Paper update for Pt/Pd
I have to tell you that I have succeded to make Palladium prints on three kinds of paper that I have never seen mentioned in manuals and notes about the process. They are:
Canson Montval (and montval torchon)
I have used the Palladium solution dear Karl Heinz Kland sent me from Germany and some Ferric Oxalate that I had since 1997 or something. The latter had gone bad but I resurrected it with the help of my fellow APUGgers (and some oxalic acid)...
I have used the Palladium paper with my students and now they are really happy to have 2-3 good prints each to expose in their annual show.
The only problem encountered was that since we had to enlarge their 35mil negs to the desired 8x12 inch size, we used digital means (scanning) and printed them on Duraflex material in a Lambda printer, only to realize that the Duraflex incorporates a UV filter that boosted our exposure time 15X.... it was boring, but it worked in the end... if we knew it would take so much time and effort, we would have enlarged the negs manually on lith film...
Thanks for this, always nice to hear about new papers to try out.

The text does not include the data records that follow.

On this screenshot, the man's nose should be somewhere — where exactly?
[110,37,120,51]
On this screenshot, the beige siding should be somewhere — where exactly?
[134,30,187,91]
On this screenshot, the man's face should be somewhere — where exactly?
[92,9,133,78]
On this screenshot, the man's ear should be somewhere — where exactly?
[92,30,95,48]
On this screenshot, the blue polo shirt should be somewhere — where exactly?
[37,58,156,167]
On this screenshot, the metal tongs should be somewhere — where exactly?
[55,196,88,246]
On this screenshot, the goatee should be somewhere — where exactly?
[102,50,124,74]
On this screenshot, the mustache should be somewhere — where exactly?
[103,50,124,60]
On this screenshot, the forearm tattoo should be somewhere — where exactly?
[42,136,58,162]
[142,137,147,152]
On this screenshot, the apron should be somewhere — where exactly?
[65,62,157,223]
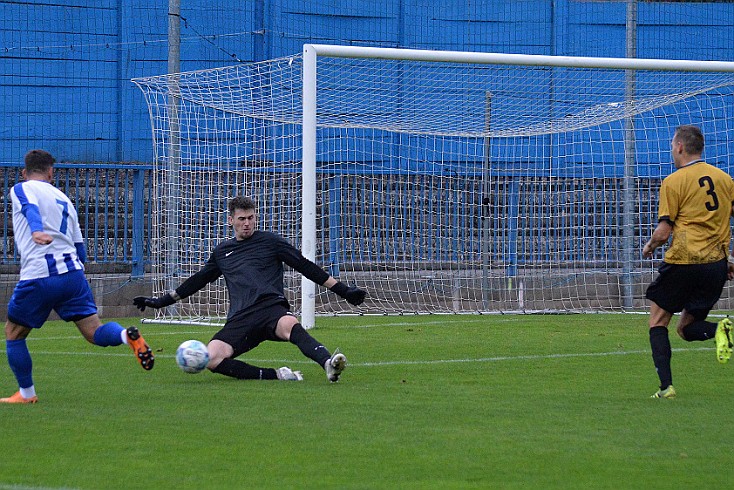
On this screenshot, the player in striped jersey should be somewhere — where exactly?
[642,126,734,398]
[0,150,154,403]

I believe Canson Aquarelle is the one paper my local art supply store stocks.
I only have to tell you that the best results came with the Whatman paper...
The Canson Aquarelle gave nice tonality and gradation, but the max black was not as satisfactory as with the Whatman (the neg was softish, so this could be the reason)...
In fact, I have to remark that now that I've seen the dry prints I am not satisfied at all with the Canson Montval. So, you can remove it from the list I gave (sorry about the mistake)
I have used Canson papers with other iron processes before (Cyanotype & Vandyke) and therefore I'm not surprised they work well with classic DOP Pt/Pd process (which is another iron process). I left Canson papers because they were not providing the smooth surface I need for photographic prints (unfortunately I couldn't manage to find HP Canson papers in Istanbul) despite they are bonmarché and they have good wet strength...
Whatman paper was/is always recommended by Mike Ware for iron processes. And his variants (Argyrotype, POP Pt/Pd and New Cyanotype) are usually more finicky when it comes to paper choice. See:
(section: "Choice of Paper")
I have used Whatman paper with POP Palladium and it gave me good results. But again, the surface is not as smooth as I want it to be (close to satin when it gets wet and dries later). I currently prefer Bergger COT 320 and Crane Weston Diploma Parchment for prints that need fine details.